Presentations in the Drug Tariff

  • Number of medicine presentations in October 2021 Drug Tariff = 3,535


  • 1 In this analysis, we define a generic medicine as a medicine that is not patent protected and is not solely supplied by the original inventor of the medicine. As such, off-patent originator medicines may be included as generic medicines, since they operate in genercised markets. The dashboard is BGMA’s interpretation of supply issues information issues by the UK Government and NHS. BGMA carries out this analysis categorisation on the basis of what is set out in the notes section.
  • 2 Listed under Part VIIIA – the Basic Prices of Drugs. Source: In October 2021, there were 3,928 different presentations listed in the Drug Tariff. From a sample, we found that 10% of presentations had the same molecule, strength and form as another presentation. We have therefore cut the Drug Tariff measure by 10% to 3,535 to ensure that we are accurately measuring against the supply issues identified in the DHSC supply issues update sheet (explained below), which is compiled on the same molecule, strength and form basis.
  • 3 According to the NHS Business Services Authority: “An SSP enables community pharmacists, in the event of a serious shortage of any prescribed item that affects or may affect the whole or any part of the UK, to supply in accordance with the Protocol rather than supply in accordance with a prescription, without going back to the prescriber”. Source:
  • 4 Based on DHSC definitions, Medicines Supply Notifications may be issued where there are potential safety implications which may require clinical advice to the NHS and pharmacists. This may arise where: no or limited clinical alternatives exist; where the product is designated by the MHRA for the patient to be maintained on a manufacturer’s brand and switching is viewed as difficult; where the process of switching a patient over to a therapeutic alternative requires monitoring; or the patient group affected is likely to be considered vulnerable.
  • 5 New or revised existing MSNs published since the previous month’s DHSC supply issues update are included.
  • 6 Based on NHS England and DHSC definitions, Supply Disruption Alerts may be issued where a supply issue has the potential to have a more serious patient safety or system-wide impact and therefore require prompt and proactive actions for clinicians to undertake locally.
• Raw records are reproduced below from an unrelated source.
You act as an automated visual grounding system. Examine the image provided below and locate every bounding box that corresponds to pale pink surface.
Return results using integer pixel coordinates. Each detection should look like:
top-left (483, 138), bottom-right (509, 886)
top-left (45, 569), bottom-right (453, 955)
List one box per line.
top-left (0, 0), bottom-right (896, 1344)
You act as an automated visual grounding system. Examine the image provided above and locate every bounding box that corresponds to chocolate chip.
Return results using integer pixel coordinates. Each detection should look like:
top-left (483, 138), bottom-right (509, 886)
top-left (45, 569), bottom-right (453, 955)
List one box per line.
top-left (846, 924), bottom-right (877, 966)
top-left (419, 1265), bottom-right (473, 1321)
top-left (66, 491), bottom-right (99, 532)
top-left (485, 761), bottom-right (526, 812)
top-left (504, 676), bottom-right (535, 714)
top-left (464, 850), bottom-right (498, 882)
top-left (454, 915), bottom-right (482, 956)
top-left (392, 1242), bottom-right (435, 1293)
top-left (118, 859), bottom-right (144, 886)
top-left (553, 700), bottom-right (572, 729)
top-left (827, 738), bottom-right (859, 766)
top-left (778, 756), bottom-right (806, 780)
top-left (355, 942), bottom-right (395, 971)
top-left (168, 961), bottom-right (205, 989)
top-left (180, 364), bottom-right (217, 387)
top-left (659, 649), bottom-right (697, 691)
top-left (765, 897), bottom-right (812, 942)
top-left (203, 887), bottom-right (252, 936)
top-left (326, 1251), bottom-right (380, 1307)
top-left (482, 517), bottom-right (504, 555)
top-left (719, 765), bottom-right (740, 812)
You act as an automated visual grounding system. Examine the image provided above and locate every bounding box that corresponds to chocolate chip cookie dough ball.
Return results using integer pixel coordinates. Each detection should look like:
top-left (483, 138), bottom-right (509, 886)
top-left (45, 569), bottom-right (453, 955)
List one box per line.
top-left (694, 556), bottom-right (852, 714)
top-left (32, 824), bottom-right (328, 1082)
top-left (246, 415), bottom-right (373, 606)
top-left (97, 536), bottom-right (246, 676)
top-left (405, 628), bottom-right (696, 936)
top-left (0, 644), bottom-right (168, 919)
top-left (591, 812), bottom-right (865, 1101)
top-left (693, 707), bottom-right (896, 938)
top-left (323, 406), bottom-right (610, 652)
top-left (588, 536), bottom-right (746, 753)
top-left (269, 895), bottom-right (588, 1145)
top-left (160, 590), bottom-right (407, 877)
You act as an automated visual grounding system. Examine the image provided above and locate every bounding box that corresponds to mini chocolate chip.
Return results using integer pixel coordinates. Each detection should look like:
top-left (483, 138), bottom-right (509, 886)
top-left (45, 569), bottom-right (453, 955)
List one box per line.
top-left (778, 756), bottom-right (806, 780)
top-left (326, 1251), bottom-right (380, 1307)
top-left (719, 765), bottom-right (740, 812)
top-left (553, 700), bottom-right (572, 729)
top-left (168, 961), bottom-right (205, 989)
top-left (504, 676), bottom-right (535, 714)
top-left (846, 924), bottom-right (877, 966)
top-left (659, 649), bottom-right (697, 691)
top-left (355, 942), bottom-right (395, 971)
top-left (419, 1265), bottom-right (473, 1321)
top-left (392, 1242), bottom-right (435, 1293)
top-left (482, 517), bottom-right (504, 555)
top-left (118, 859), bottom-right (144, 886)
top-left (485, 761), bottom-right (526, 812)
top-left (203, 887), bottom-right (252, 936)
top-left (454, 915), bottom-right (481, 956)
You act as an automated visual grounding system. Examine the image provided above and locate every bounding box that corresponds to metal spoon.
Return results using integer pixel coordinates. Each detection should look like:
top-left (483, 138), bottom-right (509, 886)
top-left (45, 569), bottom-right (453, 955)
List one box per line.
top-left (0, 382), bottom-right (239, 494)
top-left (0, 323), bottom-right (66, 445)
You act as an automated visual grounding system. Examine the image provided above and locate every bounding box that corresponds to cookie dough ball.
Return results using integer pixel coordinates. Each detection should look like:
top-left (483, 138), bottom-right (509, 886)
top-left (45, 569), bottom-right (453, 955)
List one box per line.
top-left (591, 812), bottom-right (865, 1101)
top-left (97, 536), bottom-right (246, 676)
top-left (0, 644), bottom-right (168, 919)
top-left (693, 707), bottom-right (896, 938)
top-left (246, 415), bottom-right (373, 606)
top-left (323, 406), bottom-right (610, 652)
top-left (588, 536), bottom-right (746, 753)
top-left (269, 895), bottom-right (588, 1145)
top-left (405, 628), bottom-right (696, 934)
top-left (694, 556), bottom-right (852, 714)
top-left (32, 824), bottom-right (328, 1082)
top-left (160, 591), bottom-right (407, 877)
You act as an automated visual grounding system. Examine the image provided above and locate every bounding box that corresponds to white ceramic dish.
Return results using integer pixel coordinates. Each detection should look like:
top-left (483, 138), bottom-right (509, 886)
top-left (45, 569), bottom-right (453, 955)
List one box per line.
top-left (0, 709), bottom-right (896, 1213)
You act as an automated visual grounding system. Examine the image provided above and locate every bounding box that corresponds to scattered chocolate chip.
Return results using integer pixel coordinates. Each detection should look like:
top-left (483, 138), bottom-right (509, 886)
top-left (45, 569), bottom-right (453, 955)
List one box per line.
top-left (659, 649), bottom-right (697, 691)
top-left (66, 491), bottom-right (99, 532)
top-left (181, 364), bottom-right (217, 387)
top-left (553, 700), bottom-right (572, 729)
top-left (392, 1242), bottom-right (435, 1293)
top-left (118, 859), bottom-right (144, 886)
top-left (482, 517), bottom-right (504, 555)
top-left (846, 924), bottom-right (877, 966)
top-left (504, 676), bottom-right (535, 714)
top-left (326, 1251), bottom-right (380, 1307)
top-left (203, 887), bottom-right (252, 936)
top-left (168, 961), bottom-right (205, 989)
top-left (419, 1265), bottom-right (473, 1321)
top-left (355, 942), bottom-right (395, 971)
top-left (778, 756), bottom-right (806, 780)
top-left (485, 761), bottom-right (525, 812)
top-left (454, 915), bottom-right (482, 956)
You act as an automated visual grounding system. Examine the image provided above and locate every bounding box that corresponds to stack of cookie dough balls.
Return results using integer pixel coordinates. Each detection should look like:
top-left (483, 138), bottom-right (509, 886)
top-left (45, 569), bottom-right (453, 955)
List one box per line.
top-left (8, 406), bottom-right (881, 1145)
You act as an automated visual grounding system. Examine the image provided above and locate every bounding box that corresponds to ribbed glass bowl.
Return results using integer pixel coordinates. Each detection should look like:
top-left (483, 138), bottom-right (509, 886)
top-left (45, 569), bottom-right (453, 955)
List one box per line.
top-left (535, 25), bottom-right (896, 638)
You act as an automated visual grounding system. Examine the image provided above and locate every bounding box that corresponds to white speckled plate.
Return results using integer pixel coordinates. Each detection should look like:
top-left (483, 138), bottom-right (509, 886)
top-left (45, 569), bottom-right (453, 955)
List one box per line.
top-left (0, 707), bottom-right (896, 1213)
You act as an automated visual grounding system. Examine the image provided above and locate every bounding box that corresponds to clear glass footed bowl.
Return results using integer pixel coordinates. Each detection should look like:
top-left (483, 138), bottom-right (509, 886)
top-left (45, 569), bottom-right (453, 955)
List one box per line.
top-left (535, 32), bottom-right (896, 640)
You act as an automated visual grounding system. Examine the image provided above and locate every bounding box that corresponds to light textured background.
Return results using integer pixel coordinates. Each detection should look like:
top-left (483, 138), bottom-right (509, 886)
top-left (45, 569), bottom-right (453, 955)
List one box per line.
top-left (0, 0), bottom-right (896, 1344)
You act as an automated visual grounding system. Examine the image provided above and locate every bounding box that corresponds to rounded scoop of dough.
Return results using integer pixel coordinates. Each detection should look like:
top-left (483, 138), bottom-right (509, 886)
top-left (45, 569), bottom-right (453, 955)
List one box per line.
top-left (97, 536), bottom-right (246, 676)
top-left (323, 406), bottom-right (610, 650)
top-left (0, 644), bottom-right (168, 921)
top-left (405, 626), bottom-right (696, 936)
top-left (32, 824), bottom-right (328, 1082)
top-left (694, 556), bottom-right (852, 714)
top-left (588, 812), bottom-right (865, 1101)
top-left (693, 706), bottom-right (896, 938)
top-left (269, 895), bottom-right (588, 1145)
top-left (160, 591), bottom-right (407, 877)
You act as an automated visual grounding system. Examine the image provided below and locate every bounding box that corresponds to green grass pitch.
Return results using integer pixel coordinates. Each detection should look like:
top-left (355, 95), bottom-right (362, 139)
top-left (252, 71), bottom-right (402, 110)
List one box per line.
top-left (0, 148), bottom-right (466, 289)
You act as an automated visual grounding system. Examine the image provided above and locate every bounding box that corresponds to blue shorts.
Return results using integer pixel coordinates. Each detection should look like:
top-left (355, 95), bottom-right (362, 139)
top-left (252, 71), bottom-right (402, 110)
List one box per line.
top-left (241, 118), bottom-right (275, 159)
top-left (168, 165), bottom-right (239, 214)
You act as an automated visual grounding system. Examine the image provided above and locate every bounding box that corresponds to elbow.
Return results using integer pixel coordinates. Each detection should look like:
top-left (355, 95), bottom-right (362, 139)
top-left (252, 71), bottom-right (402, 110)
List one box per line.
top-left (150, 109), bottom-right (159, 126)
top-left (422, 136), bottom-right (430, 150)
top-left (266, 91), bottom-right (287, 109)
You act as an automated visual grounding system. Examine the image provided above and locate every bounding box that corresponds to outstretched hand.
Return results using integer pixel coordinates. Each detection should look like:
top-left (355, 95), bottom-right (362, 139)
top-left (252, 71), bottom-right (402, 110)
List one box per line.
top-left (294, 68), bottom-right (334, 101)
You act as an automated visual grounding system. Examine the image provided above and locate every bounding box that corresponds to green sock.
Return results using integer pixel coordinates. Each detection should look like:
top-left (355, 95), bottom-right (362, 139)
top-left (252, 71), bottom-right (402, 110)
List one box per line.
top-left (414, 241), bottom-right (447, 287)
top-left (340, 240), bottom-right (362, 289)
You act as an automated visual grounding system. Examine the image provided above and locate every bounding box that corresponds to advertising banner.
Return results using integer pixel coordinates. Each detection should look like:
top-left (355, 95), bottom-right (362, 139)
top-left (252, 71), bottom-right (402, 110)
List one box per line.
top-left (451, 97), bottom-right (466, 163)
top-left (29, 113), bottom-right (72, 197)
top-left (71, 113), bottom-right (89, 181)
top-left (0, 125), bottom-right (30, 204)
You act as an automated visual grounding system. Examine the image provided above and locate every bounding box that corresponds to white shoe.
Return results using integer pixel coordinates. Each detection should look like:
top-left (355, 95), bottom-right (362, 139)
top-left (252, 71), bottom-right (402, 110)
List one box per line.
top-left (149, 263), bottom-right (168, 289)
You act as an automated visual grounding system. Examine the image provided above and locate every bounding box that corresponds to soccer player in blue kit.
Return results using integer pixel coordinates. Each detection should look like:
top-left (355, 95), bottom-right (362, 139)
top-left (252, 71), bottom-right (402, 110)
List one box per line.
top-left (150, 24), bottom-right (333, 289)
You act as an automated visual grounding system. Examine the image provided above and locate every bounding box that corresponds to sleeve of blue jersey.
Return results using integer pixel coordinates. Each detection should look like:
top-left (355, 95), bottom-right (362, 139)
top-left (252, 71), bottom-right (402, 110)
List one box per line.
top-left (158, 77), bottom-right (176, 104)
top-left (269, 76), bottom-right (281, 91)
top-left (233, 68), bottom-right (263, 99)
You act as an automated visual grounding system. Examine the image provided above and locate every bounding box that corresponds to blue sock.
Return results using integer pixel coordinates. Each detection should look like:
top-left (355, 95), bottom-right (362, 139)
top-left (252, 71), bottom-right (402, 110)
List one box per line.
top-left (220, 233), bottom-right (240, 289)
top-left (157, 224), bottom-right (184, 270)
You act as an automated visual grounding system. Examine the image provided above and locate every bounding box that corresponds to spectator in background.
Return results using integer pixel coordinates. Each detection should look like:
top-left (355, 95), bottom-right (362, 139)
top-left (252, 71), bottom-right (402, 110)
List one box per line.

SDAs may be issued for similar reasons to MSNs. In addition, SDAs may also be used where a supply gap remains following the exhaustion of supply or it is likely to have a life-threatening impact on patients and potentially requires other agencies to be aware outside the NHS and other health bodes.
  • 7 New or revised existing SDAs published since the previous month’s DHSC supply issues update are included.
  • 8 Every month, DHSC, with the help of the Commercial Medicines Unit covering secondary care, produces a consolidated list of medicines with new, ongoing or resolved supply issues that are being actively managed to prevent or mitigate patient impact. The list is circulated to pharmacists and relevant NHS bodies that prescribe or oversee the prescribing of medicines. The sheet notes the level of availability of each medicine, providing advice to prescribers where needed. This also includes notice of medicines where the supplier has confirmed that it is discontinuing supply. Regional supply issues may not be captured, such as where other suppliers can fill demand.
  • 9 We have measured an equivalent licensed alternative as one where a pharmacist can make a switch to another licensed presentation without reverting to the prescriber to change the prescription. This might be where another manufacturer’s product or a different pack size is available, or a parallel import is available. Even where we have listed that there is no equivalent licensed alternative, a different form or strength of the medicine may be available which the patient can be safely prescribed.